Up until now the Republican battle has been a messy affair and one can only hope that, as the field narrows, more attention will be paid to just who John McCain actually is.

The fact that he doesn't hate immigrants and is genuinely opposed to torture is to be welcomed, but to be honest I would expect to find those sentiments in any rational human being. However, it is a huge mistake to look at those aspects of McCain and to imagine that, by doing so, one is seeing an accurate reflection of the whole man.

The fact that McCain is seen as the liberal Republican candidate is merely a sign of how far to the right the Republican party have slid. So goodbye Giuliani, but lets not celebrate a McCain victory. He's not so different from what we have now in terms of supporting military interventionism.

UPDATE:

It's interesting to see Michelle Malkin's reaction to a possible McCain nomination, based mainly on his stance on immigration.
But questions like this remain: How can McCain honestly reach out to conservatives when he defends his extremist campaign Hispanic outreach director who doesn’t believe in borders and when he boasts a national campaign finance chair and soft-money mogul who poured millions of dollars into the fight against English-language instruction in California, Planned Parenthood, and radical environmental fear-mongering groups?
And her readership are promising not to vote for McCain:

Carol…

I cannot in good conscience vote for John McCain.. If the country is going to hell, I’d rather Hillary, Barack, or the Dems can take credit for the destruction of the country than the Republicans.

Eric…

As a lifelong, politically active Conservative I’ve decided to vote Dem if McCain is the nominee. Why? Because I think that McCain will perform almost exactly like a Democrat and it is better to have the real thing in office rather than a Dem in GOP clothing. If McCain is elected and then performs poorly, because he acts like a Dem, he virtually guarantees a Dem win in 2012. However, if a Dem wins and runs things as they are dying to do then the GOP has a strong shot at 2012 and beyond.

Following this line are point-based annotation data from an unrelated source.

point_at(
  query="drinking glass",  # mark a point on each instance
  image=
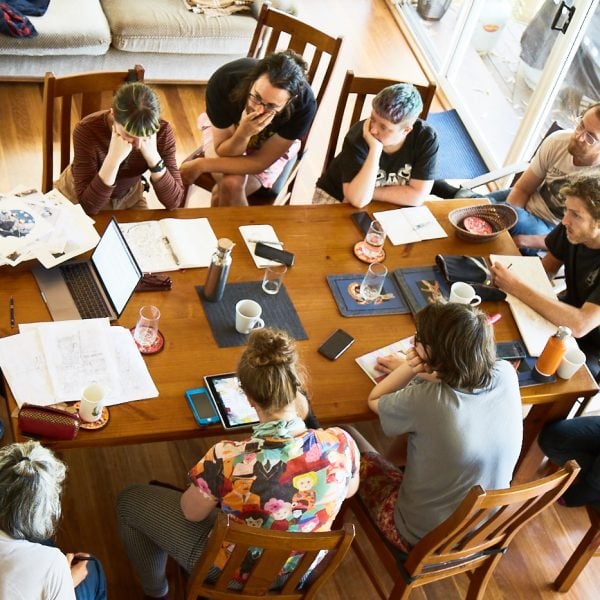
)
(146, 329)
(372, 284)
(374, 239)
(273, 278)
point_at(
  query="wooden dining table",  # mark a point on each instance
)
(322, 239)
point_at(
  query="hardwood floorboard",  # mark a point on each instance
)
(373, 46)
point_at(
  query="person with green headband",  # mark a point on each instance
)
(114, 148)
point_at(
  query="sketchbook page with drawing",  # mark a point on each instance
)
(52, 362)
(534, 329)
(368, 361)
(411, 224)
(170, 244)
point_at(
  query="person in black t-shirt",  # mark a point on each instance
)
(390, 156)
(256, 113)
(575, 242)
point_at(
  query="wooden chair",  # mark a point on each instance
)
(587, 549)
(277, 546)
(276, 31)
(473, 539)
(90, 87)
(354, 93)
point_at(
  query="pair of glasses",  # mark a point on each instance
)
(258, 101)
(588, 137)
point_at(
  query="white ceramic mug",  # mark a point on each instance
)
(247, 316)
(92, 401)
(570, 363)
(463, 293)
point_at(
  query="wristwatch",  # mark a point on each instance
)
(158, 167)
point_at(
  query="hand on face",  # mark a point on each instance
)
(254, 121)
(119, 148)
(372, 141)
(149, 151)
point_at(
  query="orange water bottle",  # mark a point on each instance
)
(553, 352)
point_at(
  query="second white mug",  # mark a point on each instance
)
(463, 293)
(92, 401)
(247, 316)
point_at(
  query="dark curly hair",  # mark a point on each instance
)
(459, 343)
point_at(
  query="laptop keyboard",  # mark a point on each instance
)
(84, 290)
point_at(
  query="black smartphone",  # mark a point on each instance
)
(202, 407)
(276, 254)
(362, 220)
(336, 344)
(510, 350)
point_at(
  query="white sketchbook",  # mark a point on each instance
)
(534, 329)
(170, 244)
(260, 233)
(368, 361)
(411, 224)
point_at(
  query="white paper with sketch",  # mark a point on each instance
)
(170, 244)
(260, 233)
(52, 362)
(410, 224)
(534, 329)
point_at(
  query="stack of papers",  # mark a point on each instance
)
(170, 244)
(52, 362)
(47, 227)
(408, 225)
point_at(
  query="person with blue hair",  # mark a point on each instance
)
(391, 156)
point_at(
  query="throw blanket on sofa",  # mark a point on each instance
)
(212, 8)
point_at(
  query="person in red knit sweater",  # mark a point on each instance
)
(114, 148)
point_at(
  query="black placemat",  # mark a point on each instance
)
(278, 311)
(345, 289)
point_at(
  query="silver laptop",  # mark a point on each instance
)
(99, 287)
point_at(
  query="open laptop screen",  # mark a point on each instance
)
(116, 266)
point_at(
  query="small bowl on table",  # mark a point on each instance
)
(500, 217)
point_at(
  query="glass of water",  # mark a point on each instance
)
(273, 278)
(372, 284)
(146, 329)
(373, 244)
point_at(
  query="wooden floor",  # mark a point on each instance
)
(372, 46)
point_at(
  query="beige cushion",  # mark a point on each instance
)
(166, 26)
(68, 27)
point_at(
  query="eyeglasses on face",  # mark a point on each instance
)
(258, 101)
(588, 137)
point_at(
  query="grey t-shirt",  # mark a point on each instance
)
(456, 440)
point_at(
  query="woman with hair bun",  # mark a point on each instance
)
(285, 476)
(31, 479)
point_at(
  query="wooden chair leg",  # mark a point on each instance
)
(587, 548)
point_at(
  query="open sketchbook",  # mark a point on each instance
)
(170, 244)
(412, 224)
(368, 361)
(534, 329)
(52, 362)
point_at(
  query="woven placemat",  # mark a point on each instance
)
(278, 311)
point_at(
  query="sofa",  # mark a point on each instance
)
(173, 44)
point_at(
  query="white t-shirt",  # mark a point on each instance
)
(30, 571)
(552, 163)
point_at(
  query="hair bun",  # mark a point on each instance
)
(270, 347)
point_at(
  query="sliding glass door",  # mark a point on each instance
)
(510, 67)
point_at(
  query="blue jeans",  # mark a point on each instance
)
(93, 587)
(576, 439)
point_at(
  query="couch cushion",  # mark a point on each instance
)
(166, 26)
(67, 28)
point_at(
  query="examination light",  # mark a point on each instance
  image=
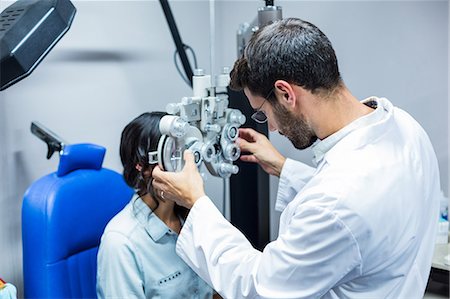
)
(29, 29)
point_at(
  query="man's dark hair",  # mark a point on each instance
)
(292, 50)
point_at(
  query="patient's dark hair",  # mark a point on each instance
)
(140, 137)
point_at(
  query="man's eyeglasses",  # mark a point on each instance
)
(259, 116)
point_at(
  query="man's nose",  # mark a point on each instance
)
(271, 126)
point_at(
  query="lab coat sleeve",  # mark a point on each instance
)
(293, 178)
(118, 268)
(315, 253)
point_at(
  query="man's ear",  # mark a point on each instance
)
(285, 91)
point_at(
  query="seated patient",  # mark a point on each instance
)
(137, 256)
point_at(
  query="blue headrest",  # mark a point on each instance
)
(63, 217)
(80, 156)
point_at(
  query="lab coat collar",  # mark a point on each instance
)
(321, 148)
(154, 226)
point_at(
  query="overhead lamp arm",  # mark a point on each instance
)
(180, 46)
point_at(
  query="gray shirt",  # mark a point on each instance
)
(137, 259)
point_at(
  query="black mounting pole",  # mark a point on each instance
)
(177, 39)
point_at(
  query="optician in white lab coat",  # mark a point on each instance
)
(361, 224)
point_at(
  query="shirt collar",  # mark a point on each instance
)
(154, 226)
(321, 147)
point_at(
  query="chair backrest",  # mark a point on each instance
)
(63, 217)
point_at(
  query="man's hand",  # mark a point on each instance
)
(183, 187)
(260, 151)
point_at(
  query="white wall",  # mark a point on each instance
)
(116, 62)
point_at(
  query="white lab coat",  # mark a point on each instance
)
(362, 224)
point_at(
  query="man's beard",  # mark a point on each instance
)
(294, 128)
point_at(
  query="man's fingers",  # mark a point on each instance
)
(249, 158)
(157, 173)
(248, 134)
(189, 159)
(245, 146)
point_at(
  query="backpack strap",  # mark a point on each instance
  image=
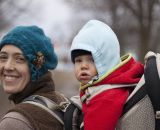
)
(152, 78)
(46, 104)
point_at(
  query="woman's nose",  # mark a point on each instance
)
(9, 65)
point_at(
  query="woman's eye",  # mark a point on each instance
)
(20, 60)
(77, 60)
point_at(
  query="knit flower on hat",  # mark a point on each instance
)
(36, 47)
(39, 61)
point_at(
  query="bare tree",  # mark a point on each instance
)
(10, 10)
(136, 22)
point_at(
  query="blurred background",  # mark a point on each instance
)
(136, 23)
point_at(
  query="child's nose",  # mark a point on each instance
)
(84, 65)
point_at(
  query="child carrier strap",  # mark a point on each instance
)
(73, 117)
(48, 105)
(138, 93)
(152, 77)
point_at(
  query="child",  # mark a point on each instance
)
(106, 78)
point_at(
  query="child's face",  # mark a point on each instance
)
(84, 68)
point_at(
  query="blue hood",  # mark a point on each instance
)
(98, 38)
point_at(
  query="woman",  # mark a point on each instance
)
(26, 56)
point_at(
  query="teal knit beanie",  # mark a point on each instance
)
(36, 47)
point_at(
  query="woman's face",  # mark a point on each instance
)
(14, 69)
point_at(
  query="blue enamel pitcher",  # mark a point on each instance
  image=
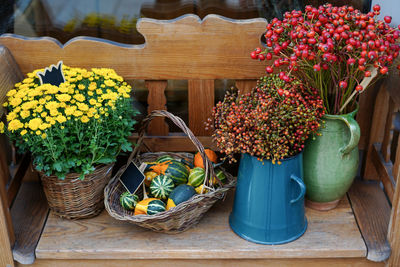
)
(269, 200)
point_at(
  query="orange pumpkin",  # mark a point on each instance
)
(198, 159)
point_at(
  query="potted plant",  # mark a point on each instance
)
(268, 127)
(74, 132)
(338, 51)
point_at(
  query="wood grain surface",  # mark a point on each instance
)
(183, 48)
(332, 234)
(29, 214)
(200, 101)
(384, 170)
(9, 74)
(157, 101)
(337, 262)
(372, 211)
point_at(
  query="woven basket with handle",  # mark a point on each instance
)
(184, 215)
(74, 198)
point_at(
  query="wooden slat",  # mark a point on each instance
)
(6, 209)
(9, 75)
(201, 98)
(174, 143)
(157, 101)
(394, 229)
(6, 258)
(372, 212)
(385, 149)
(20, 172)
(384, 170)
(376, 134)
(331, 234)
(364, 115)
(396, 164)
(337, 262)
(183, 48)
(245, 86)
(29, 214)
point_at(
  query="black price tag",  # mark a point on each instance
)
(133, 177)
(52, 75)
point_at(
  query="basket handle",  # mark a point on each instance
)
(209, 169)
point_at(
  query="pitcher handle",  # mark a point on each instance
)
(354, 133)
(302, 188)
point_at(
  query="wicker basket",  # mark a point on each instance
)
(181, 217)
(74, 198)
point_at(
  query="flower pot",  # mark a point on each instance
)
(74, 198)
(269, 201)
(331, 161)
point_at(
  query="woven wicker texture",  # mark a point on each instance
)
(73, 198)
(181, 217)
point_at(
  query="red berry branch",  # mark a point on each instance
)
(272, 122)
(332, 49)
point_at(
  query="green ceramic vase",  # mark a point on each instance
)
(331, 160)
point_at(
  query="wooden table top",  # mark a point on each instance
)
(332, 234)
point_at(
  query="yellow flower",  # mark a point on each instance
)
(61, 119)
(109, 83)
(25, 114)
(78, 113)
(11, 92)
(35, 123)
(44, 126)
(15, 102)
(84, 119)
(92, 86)
(79, 97)
(63, 97)
(11, 116)
(15, 125)
(70, 110)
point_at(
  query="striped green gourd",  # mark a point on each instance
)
(196, 176)
(164, 158)
(155, 206)
(161, 186)
(178, 172)
(221, 176)
(128, 201)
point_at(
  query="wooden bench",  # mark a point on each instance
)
(354, 234)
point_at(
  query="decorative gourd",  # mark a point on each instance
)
(149, 206)
(161, 186)
(164, 158)
(221, 176)
(199, 189)
(178, 172)
(198, 159)
(128, 201)
(149, 176)
(180, 194)
(196, 176)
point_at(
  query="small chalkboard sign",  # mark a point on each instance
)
(132, 178)
(52, 75)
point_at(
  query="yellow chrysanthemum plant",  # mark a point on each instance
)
(73, 127)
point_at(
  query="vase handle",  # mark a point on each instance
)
(302, 188)
(354, 133)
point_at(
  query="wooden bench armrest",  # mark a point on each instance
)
(372, 211)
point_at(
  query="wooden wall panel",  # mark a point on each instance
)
(183, 48)
(201, 101)
(157, 101)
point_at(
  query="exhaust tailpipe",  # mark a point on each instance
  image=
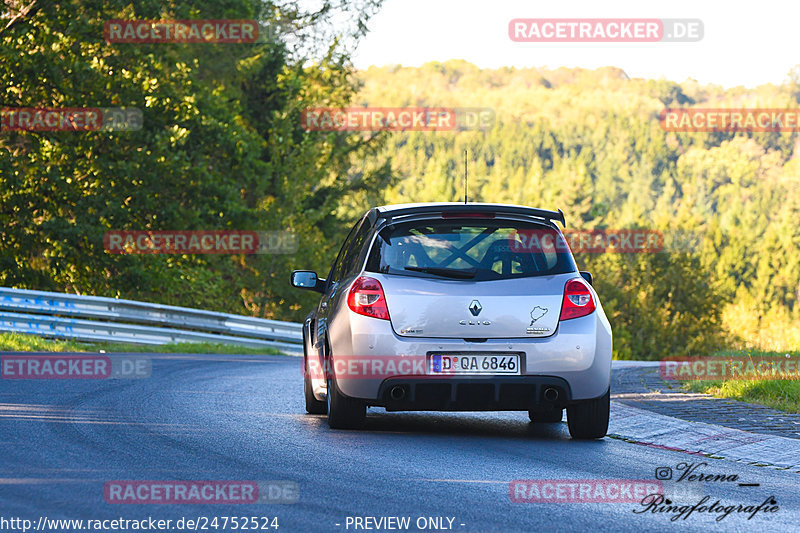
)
(551, 394)
(398, 392)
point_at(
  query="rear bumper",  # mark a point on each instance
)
(477, 393)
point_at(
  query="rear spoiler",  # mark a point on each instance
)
(374, 214)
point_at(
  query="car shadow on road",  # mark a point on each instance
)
(514, 425)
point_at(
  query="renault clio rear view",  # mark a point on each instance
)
(457, 307)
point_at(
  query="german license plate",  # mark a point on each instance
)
(471, 364)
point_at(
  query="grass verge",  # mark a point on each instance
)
(783, 394)
(17, 342)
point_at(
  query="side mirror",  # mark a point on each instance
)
(307, 279)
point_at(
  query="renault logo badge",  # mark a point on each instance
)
(475, 308)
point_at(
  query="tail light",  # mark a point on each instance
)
(366, 298)
(578, 300)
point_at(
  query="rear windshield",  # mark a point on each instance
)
(476, 250)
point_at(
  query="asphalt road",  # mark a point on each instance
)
(223, 417)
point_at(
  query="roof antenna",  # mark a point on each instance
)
(465, 175)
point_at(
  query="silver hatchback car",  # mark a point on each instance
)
(457, 307)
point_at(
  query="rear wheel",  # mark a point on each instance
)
(548, 416)
(313, 406)
(589, 419)
(344, 412)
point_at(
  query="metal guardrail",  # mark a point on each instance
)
(93, 319)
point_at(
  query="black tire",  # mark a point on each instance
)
(313, 406)
(344, 412)
(550, 416)
(589, 419)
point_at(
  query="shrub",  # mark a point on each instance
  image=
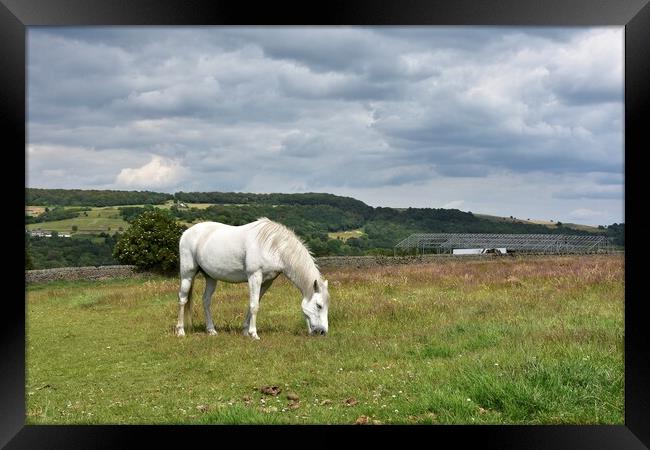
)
(151, 242)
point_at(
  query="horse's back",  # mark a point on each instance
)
(219, 249)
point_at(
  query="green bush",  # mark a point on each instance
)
(151, 242)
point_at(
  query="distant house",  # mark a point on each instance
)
(40, 233)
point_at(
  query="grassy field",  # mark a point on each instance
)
(97, 220)
(345, 235)
(495, 341)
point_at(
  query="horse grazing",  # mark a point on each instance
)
(255, 253)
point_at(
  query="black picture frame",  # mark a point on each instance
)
(634, 15)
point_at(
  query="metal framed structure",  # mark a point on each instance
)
(521, 243)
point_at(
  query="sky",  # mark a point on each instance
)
(510, 121)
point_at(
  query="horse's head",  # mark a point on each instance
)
(315, 309)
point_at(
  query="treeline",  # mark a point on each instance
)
(307, 199)
(311, 215)
(77, 251)
(56, 213)
(81, 197)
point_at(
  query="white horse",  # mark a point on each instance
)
(257, 253)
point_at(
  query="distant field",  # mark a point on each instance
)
(495, 341)
(548, 223)
(98, 220)
(345, 235)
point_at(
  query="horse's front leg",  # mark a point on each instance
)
(265, 286)
(254, 288)
(210, 285)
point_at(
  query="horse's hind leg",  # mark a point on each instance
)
(185, 299)
(210, 285)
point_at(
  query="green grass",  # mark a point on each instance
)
(345, 235)
(106, 219)
(499, 341)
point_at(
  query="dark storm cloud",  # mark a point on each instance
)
(322, 108)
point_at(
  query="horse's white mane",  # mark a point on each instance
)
(299, 263)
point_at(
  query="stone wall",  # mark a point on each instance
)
(104, 272)
(79, 273)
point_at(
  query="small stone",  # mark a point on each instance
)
(270, 390)
(361, 420)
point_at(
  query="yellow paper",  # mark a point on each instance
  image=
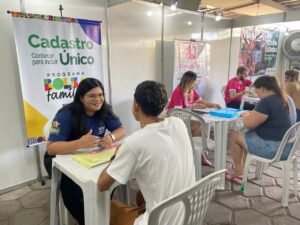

What I find most interesting here is that even though Malkin complains that 20% of the people who took part in the Florida election were Independents or Democrats, that still mean that 80% of those who voted were actually Republicans.

So, does this mean that Malkin and the views of her readership are actually out of touch with the Republican base? I do find that intriguing.

I note a similar state of despondency over at Little Green Footballs. Perhaps these rather extreme hate sites are simply talking to themselves at times...

For example, I notice that over at the very right wing National Review Online they are taking a much more balanced view of the whole thing:
Someone who agrees with you 80 percent of the time is not your enemy, Ronald Reagan reminded us. McCain’s voting record is considerably better than that. Before Barry Goldwater said “go to work,” he first advised conservatives to “grow up.” The moment is at hand for Senator McCain and conservatives to acknowledge what conservative voters had repeatedly made clear: That they need each other.
Such common sense reveals the hate filled bile of the Malkins for just what it is.